Analyst Phil Skolnick with Eight Capital said Monday’s follow-up announcement wasn’t a surprise, but he doesn’t believe unloading the Petro-Canada gasoline stations will get to the root of Suncor’s problems.
“What is most important is the operational situation and the unfortunate fatalities. Selling the retail side is not addressing it,” he said.
“A process like this, which will be a pretty massive process, will be a bit distracting.”
In a statement, Suncor’s interim CEO Kris Smith said the top priority for the company’s management team is to move ahead with plans to improve safety and operating performance.
What is crystal clear is that major changes are coming, likely the most significant at Suncor since its $18.4-billion blockbuster merger with Petro-Canada in 2009.
A global search for a CEO is underway.

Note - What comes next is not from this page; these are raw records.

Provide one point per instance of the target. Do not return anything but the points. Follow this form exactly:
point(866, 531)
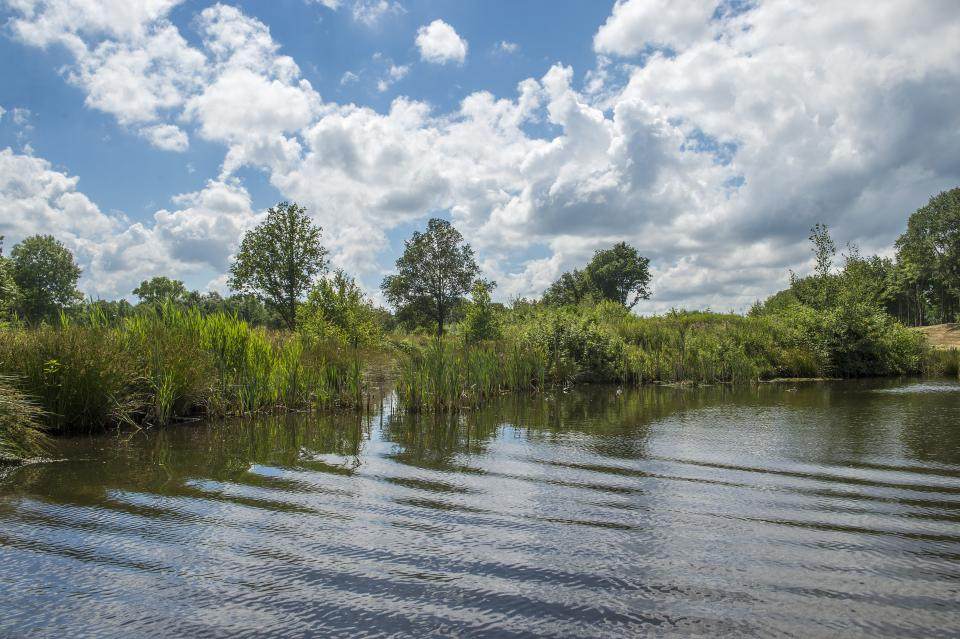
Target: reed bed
point(22, 433)
point(546, 347)
point(172, 364)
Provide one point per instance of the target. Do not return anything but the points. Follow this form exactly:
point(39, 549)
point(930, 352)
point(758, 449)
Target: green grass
point(558, 347)
point(167, 365)
point(172, 363)
point(21, 425)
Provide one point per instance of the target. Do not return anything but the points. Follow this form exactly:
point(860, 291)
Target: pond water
point(801, 510)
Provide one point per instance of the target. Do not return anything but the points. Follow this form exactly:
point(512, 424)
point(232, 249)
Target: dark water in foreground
point(828, 510)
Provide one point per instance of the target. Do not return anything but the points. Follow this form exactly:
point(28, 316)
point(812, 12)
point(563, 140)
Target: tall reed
point(21, 424)
point(170, 364)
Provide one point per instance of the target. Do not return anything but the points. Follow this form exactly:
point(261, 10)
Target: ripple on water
point(755, 513)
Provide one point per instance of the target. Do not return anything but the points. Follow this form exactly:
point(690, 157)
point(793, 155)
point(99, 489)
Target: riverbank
point(172, 364)
point(942, 336)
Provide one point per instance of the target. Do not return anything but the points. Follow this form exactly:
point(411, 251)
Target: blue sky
point(120, 173)
point(711, 134)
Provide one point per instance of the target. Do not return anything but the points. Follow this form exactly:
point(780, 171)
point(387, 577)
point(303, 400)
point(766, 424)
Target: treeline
point(295, 335)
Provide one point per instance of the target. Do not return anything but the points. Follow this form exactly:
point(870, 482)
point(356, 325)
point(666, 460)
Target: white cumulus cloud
point(439, 43)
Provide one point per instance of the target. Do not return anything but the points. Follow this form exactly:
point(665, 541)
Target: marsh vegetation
point(297, 337)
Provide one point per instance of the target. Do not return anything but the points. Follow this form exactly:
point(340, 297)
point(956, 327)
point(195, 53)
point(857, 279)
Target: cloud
point(195, 238)
point(394, 74)
point(439, 43)
point(713, 154)
point(369, 12)
point(167, 137)
point(636, 24)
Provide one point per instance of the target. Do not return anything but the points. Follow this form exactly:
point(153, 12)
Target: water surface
point(807, 510)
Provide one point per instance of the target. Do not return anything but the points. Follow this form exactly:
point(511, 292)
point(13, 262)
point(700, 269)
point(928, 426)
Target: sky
point(711, 134)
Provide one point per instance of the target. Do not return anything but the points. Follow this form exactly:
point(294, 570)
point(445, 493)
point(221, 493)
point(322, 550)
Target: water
point(814, 510)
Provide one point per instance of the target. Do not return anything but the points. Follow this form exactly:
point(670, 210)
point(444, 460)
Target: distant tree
point(337, 308)
point(435, 271)
point(280, 259)
point(9, 293)
point(482, 319)
point(160, 289)
point(46, 275)
point(619, 274)
point(569, 289)
point(931, 245)
point(823, 249)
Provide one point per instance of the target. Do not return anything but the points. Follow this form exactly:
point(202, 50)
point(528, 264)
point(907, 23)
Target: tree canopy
point(46, 275)
point(279, 260)
point(9, 293)
point(928, 258)
point(160, 289)
point(337, 308)
point(619, 274)
point(437, 268)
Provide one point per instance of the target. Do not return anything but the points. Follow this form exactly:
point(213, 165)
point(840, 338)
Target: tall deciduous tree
point(46, 276)
point(337, 308)
point(931, 244)
point(618, 274)
point(279, 260)
point(436, 270)
point(9, 293)
point(160, 289)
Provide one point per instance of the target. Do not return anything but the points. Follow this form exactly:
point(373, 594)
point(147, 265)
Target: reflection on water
point(815, 510)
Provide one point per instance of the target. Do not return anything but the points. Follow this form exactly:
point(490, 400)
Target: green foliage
point(619, 274)
point(9, 293)
point(337, 309)
point(82, 376)
point(46, 276)
point(279, 260)
point(160, 289)
point(168, 364)
point(841, 318)
point(482, 320)
point(435, 271)
point(21, 430)
point(928, 261)
point(576, 346)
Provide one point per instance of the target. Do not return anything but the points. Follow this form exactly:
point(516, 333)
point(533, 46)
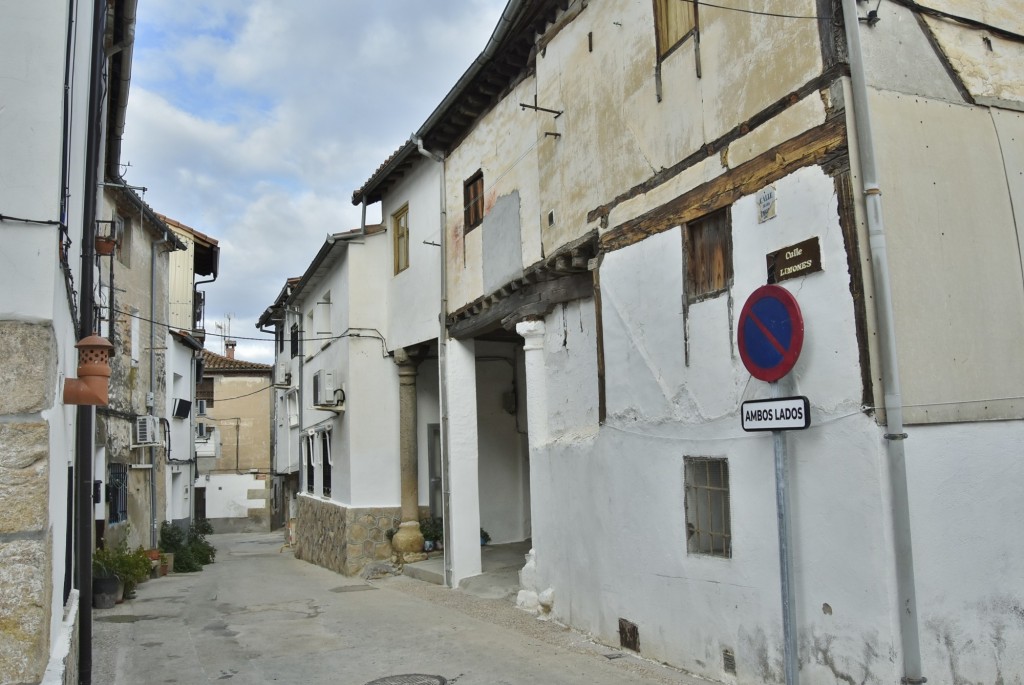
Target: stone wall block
point(341, 539)
point(24, 476)
point(24, 610)
point(29, 368)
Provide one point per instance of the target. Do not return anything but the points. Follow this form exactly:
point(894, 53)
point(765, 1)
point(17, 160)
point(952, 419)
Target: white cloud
point(254, 120)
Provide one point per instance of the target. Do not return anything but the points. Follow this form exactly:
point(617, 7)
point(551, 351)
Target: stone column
point(532, 597)
point(408, 542)
point(462, 538)
point(537, 390)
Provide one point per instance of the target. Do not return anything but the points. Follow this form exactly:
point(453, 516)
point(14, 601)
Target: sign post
point(770, 337)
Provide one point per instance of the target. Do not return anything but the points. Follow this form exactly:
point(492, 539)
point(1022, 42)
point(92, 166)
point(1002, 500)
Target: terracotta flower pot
point(105, 246)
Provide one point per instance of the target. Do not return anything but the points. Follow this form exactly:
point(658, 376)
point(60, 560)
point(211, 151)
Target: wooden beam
point(534, 300)
point(818, 83)
point(813, 146)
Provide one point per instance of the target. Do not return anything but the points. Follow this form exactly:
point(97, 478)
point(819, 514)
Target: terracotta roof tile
point(219, 362)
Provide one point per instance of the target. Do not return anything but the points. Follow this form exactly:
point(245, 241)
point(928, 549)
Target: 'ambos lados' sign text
point(780, 414)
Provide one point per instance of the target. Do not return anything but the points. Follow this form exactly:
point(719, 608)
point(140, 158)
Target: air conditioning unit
point(282, 374)
point(146, 431)
point(326, 395)
point(181, 409)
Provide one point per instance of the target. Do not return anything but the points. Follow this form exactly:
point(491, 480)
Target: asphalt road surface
point(259, 615)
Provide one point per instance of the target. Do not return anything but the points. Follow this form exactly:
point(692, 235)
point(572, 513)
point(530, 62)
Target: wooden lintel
point(536, 299)
point(813, 146)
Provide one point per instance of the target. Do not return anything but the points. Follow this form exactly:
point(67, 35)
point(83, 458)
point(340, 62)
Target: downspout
point(84, 427)
point(151, 398)
point(442, 358)
point(905, 584)
point(65, 194)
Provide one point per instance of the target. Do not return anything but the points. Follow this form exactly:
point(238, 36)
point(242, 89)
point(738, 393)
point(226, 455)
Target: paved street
point(259, 615)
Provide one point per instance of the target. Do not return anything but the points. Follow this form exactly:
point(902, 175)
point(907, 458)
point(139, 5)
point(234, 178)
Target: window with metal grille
point(709, 256)
point(117, 493)
point(674, 22)
point(327, 461)
point(310, 466)
point(709, 527)
point(473, 197)
point(204, 392)
point(399, 229)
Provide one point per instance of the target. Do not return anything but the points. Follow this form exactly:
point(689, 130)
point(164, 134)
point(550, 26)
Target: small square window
point(709, 526)
point(709, 256)
point(399, 228)
point(473, 196)
point(674, 22)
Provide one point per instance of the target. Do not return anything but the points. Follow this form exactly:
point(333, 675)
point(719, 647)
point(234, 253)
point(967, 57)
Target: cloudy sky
point(253, 121)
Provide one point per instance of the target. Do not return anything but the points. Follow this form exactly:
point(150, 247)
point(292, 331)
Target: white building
point(339, 403)
point(628, 174)
point(59, 145)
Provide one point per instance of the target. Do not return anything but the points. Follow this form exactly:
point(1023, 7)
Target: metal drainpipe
point(442, 361)
point(85, 415)
point(65, 195)
point(152, 397)
point(905, 584)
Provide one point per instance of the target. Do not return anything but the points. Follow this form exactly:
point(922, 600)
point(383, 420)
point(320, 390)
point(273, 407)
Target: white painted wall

It could lead to someone outside the company taking the helm, unlike Little or his predecessor, Steve Williams, who were internal hires.
While Elliott has pushed for the sale of the retail unit, other investors and analysts aren’t convinced that should be Suncor’s next step, although they acknowledged it should be on the table.
“It might still very well be a sacred cow, but just given the circumstances, they need to be seen to be giving it fair consideration and not just dismissing it,” said Les Stelmach, senior vice-president and portfolio manager at Franklin Bissett Investment Management, which owns shares in Suncor.
Rafi Tahmazian, a senior portfolio manager at Canoe Financial, welcomed the appointment of independent directors. He’s less enamoured with telegraphing the potential sale of the retail outlets.
“You are in a position of weakness, not strength, selling,” he said. “Why sell this asset when you’re in a vulnerable state? It just doesn’t compute.”
Analyst Matthew Weekes of iA Capital Markets suggested Calgary-based Parkland Corp. or Laval-based Alimentation Couche-Tard Inc. would be logical domestic buyers, if Suncor’s board ultimately decides to divest of its chain of gasoline stations.
“It’s likely it would need to be split up,” he added.
Such a key decision on selling the retail business will play out later this year, once Suncor’s board has a better understanding of the interest from potential buyers.
It also needs to find a new CEO.
However, the most pressing and critical matter is getting a handle on safety and operational performance.
“The main issue is health and safety,” said Lau. “That, to me, is a bigger problem than what do you do with retail.”
Chris Varcoe is a Calgary Herald columnist.